Rollout Best Practices
- Start with the individual, not the mega-process. Enterprises jump to automating “crazy 20-team workflows” with multi-month, cross-cutting coordination. More immediate value comes from making each individual “exponentially more powerful” — fewer dependency requests, more work they can ship in isolation, “a bunch of one-person startups inside a large company.” Raise individual creative ceilings first, then tackle multi-team processes.
- Templates over blank pages: give people templates plus spotlight examples from people who know what they’re doing, then let them iterate freely.
- Ship to users fast; vibe-test before eval. Get the agent into beta users’ hands quickly — “the vibe testing is honestly the most important first step.” You outgrow vibe testing once you can’t aggregate vibe signals at scale; that’s when you build formal evals.
- Resist over-engineering: Jess’s bias is to build one agent, see if it works and gets used, before reaching for orchestrators and elaborate structure.
Where It’s Going
- Verticalization of agents: as models get smarter, broad domain expertise becomes a given, so value shifts to “incredibly specific and niche use cases” (e.g., an accounting agent for solopreneurs rather than a general accounting agent). The shared, reusable layer becomes context patterns and task-orchestration patterns rather than a canonical “how to build a finance/healthcare agent.”
- Survivors meet users where their workflows are: hyper-specific to the task yet adaptable, and present exactly where you need them — increasingly inside Claude Code and chat. Jess invokes the “everything is chat now” view (citing Vercel’s chat SDK), with the chat connected to your personal context/contacts.

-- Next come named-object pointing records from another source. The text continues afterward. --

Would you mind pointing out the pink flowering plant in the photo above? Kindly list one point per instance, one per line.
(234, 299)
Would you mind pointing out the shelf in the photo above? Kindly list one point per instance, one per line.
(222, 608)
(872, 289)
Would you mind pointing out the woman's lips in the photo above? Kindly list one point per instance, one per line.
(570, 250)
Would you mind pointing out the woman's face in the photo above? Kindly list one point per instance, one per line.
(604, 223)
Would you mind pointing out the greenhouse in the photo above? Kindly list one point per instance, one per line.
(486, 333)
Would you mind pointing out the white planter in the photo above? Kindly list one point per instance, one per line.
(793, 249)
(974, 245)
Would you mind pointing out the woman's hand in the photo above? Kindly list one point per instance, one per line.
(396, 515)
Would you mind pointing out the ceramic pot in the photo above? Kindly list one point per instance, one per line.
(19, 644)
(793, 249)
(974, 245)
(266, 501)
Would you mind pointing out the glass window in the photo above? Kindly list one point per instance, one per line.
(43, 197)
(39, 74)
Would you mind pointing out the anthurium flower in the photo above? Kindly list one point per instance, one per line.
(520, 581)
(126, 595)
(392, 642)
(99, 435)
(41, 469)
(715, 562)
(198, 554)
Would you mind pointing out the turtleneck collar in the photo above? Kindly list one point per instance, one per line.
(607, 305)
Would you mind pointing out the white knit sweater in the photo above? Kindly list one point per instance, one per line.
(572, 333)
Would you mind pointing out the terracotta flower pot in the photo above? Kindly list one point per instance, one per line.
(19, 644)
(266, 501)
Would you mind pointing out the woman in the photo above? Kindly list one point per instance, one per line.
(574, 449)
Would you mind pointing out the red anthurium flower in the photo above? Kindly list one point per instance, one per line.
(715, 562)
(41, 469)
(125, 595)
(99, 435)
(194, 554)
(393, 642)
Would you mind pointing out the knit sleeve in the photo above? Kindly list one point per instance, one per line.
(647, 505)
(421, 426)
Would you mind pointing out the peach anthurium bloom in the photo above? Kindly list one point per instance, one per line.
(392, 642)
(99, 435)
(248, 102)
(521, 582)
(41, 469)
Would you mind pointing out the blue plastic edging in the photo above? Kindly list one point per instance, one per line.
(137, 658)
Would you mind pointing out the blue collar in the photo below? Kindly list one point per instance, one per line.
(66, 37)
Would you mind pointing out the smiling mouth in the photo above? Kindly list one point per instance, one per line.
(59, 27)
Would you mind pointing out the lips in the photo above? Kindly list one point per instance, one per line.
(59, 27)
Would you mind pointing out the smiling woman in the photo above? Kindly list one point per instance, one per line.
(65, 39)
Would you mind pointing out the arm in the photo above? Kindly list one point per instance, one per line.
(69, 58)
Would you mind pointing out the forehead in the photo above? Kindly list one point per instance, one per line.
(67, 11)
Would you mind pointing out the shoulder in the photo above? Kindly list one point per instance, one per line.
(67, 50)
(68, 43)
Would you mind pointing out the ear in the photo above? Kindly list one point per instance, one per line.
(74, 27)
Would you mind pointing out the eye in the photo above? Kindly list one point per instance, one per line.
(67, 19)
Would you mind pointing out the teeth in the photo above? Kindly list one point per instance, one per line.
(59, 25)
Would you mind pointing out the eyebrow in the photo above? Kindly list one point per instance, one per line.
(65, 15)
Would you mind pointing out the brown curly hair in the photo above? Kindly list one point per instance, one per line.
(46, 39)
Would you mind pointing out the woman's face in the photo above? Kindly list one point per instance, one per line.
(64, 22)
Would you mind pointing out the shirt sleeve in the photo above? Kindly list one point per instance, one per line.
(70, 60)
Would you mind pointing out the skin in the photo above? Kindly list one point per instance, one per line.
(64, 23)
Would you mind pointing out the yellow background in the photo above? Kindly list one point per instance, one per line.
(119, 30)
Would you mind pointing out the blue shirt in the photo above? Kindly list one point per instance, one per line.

- Open question she flags herself: if anyone can build a hyper-specific vertical agent, what makes such a product durable? Jess admits she doesn’t have a strong answer beyond “meet users where their workflows are.”
Try It
- Spin up a Managed Agent for a throwaway task. With an Anthropic API key, build a single-purpose agent (Jess targets ~30 minutes): pick a model, write a system prompt with general guardrails, grant the built-in tool set + file access, and set tool permissions to “ask” while you build trust. Use it for something time-boxed (clean a messy list, triage a backlog) rather than a grand workflow.
- Split system prompt vs. initial prompt the way the demo did: put reusable performance guidance in the system prompt; put the dataset schema and the step-by-step task in the initial prompt for predictable output.
- Add a self-eval step. Have the agent grade its own output against a “what good looks like” description — ideally in a separate context window — and iterate until it passes, before you review.
- Decide cloud vs. local: use Claude Managed Agents (cloud-hosted, long-running) when a task must outlive your laptop session; keep short, interactive work in Claude Code.
- Learn more: use the Claude Code skill to explore Claude Managed Agents, and read the docs at platform.claude.com.
Open Questions
- No pricing for Claude Managed Agents is given beyond “you need an API key”; cost structure and limits are not stated in the transcript.
- The “10,000 times” and overnight backlog/bug-squashing claims are the speaker’s qualitative framing, not benchmarked figures.
- Jess gives a Twitter/X handle verbally, but the auto-captioned rendering is garbled, so it is omitted here rather than guessed.
- Durability of hyper-specific vertical agents as products is left explicitly unresolved by the speaker.